Deep sleep on the ESP32-C6 resets the main CPU. Only the RTC domain and ULP coprocessor survive. On wakeup, the firmware starts from the beginning. This means critical state must be stored (like sensor calibration offsets, transmission failure counts) in RTC memory:

#[link_section = ".rtc.data"]
static mut BOOT_COUNT: u32 = 0;

#[link_section = ".rtc.data"]
static mut FAILED_TRANSMISSIONS: u32 = 0;

#[link_section = ".rtc.data"]
static mut CALIBRATION_OFFSET: f32 = 0.0;

Variables in .rtc.data persist across deep sleep cycles. This tracks how many consecutive transmission failures have occurred — after 5 failures, the node switches to a longer sleep interval (30 minutes instead of 5) to conserve battery while the network issue is resolved.

Lessons Learned

Use esp-wifi from the start, not esp-idf-svc: The ESP-IDF compatibility layer may seem appealing initially, which gives you a more familiar C-like WiFi API. But it pulls in the entire ESP-IDF framework as a static library, bloating the binary from 180KB to 1.2MB and making debugging harder. The native esp-wifi crate is lower-level but integrates much better with embassy.

Add OTA from day one: Over-the-air firmware updates are essential for deployed sensor nodes. Adding OTA after the initial deployment means physically visiting every node to flash the OTA-capable firmware. The esp-ota crate works well but needs to be part of the initial architecture.

Use heapless data structures everywhere: Using alloc for a few Vec and String uses may seem harmless initially. On a device with 512KB of RAM, heap fragmentation after weeks of operation caused a crash. Replacing everything with fixed-size heapless::Vec and heapless::String eliminated the issue entirely.

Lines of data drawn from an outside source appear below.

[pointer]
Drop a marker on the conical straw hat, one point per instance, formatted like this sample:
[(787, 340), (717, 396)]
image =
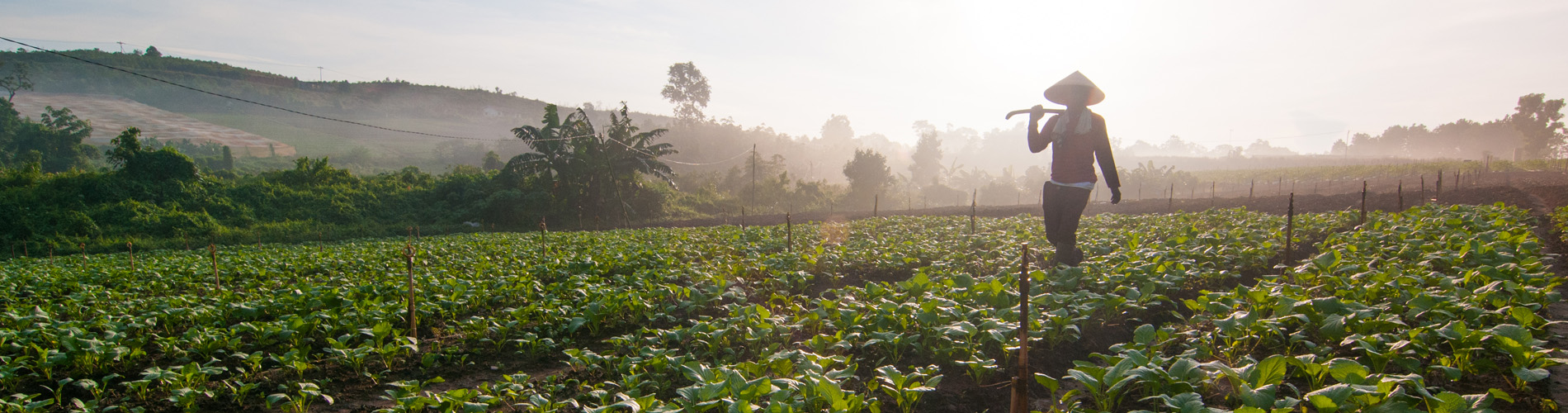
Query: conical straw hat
[(1057, 93)]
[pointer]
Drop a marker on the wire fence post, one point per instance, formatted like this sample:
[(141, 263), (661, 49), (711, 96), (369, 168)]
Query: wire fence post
[(217, 280), (974, 203), (1363, 205), (789, 233), (1021, 381), (413, 317), (1289, 228), (545, 244)]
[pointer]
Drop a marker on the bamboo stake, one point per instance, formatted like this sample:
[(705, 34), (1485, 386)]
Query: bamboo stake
[(217, 280), (1363, 221), (545, 244), (1021, 381), (413, 317), (974, 202), (1289, 228), (1400, 190), (789, 233)]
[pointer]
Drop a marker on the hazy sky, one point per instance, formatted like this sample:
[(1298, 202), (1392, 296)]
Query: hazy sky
[(1207, 71)]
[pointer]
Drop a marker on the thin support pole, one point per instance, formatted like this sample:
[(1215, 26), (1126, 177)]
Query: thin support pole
[(413, 317), (217, 280), (789, 233), (1021, 381), (1363, 219), (545, 242), (1289, 228), (974, 202)]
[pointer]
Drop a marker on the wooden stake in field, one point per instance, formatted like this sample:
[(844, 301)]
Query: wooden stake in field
[(413, 317), (974, 203), (545, 245), (217, 282), (789, 233), (1021, 381), (1400, 190), (1289, 228), (1363, 205), (1170, 203)]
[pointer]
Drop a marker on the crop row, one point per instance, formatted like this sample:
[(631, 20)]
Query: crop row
[(1415, 311), (885, 344)]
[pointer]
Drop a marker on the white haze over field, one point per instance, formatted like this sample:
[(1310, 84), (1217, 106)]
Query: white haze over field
[(1212, 73)]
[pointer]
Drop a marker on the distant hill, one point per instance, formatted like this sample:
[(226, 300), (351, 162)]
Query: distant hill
[(111, 113), (392, 104)]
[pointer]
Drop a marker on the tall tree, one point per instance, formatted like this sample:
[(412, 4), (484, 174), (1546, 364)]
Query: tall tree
[(927, 159), (869, 176), (687, 90), (838, 127), (1540, 125), (493, 160), (17, 79)]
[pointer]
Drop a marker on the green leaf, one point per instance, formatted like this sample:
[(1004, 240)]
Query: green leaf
[(1501, 395), (1531, 374), (1270, 371), (1144, 335)]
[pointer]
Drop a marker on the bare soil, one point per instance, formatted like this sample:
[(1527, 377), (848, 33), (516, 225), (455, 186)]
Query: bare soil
[(111, 113)]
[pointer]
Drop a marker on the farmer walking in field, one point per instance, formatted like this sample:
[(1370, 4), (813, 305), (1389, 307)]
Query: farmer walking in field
[(1079, 137)]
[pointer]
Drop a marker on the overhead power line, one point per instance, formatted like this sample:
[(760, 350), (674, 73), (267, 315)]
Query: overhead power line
[(319, 116), (224, 96)]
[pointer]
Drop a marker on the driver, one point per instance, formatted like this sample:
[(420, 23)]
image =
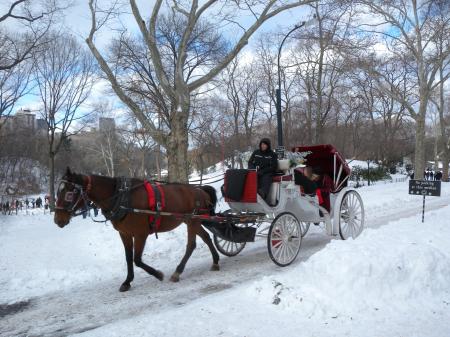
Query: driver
[(265, 161)]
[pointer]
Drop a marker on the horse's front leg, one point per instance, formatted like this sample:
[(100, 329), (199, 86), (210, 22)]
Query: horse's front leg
[(139, 244), (191, 244), (128, 245)]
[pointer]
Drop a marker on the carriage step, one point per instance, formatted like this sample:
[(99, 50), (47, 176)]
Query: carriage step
[(231, 232)]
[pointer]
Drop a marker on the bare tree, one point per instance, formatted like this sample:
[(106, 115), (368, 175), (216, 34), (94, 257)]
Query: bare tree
[(34, 20), (411, 38), (13, 86), (64, 77), (192, 67)]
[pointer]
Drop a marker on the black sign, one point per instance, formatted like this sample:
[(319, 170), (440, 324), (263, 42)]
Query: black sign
[(425, 187), (280, 152)]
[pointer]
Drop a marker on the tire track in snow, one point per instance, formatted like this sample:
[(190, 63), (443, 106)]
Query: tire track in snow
[(84, 308)]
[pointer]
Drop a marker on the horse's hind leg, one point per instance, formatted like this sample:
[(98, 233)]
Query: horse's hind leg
[(128, 244), (139, 244), (207, 239), (192, 228)]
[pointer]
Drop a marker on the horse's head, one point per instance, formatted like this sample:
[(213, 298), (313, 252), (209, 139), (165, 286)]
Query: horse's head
[(71, 198)]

The Rust + RISC-V embedded ecosystem has reached the point where it's a viable alternative to C for new projects. Not a replacement — there are still gaps in vendor support and documentation. But for greenfield IoT projects where reliability matters and you're willing to invest in the learning curve, the compile-time guarantees alone justify the switch. A comparable deployment shows zero memory-related crashes in four months of field operation across 12 nodes. Previous C firmware on similar hardware averaged one watchdog reset per node per month from null pointer dereferences and buffer overflows.

The vineyard sensors are still running. The grapes don't care what language the firmware is written in, but the type system watches the memory around the clock — a significant operational advantage.